The films have made for a subversive and self-aware rebuke to institutionalized images of Hollywood romance, yet their intoxicating brio has changed with age, becoming equal parts bitter and bittersweet. Before Midnight is too experienced for the youthful optimism of Sunrise and too tired to try and be as sexy as Sunset, but makes for a natural, and heart-wrenching continuation of Linklater's experimental look at what it means to love another person for the long haul. Ending once more on a moment of intimate ambiguity, it seems the only certainty for the future of Celene and Jesse is that they will have one, shared or otherwise. It's just a shame we'll have to wait until 2022 to find out what that future holds.”

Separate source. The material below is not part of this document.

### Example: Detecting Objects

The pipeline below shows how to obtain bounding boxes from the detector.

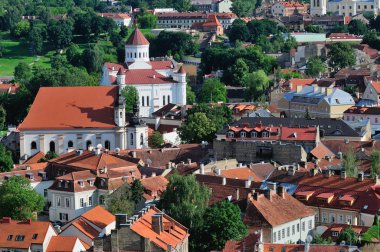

New Articles For Week of Rest of 2012

Happy New Year's Eve everybody, let tonight's celebrations be merry, and your holiday hangovers brief. Last update for the year, with final 2012 episodes from both Arrow and Parks and Recreation. But as a special year end send-off, I also threw together a Top 20 TV shows of 2012 article for Wegotthiscovered last week, part 1 of which can be found here. Part 2, which has the Top 10, as well as a video top 10 I cooked up, is right here. The video portion was a real learning experience, in that I learned when I do a Top 10 list, my writing patterns ape Alan Sepinwall, but my voice sounds like Dan Fineberg, two very fine TV critics I hope to learn more from in 2013. 2012's been another fruitful year of this little experiment, one that I assure you will only be getting weirder, more refined, and more refined in its weirdness, next year. Thanks for reading, and happy New Year!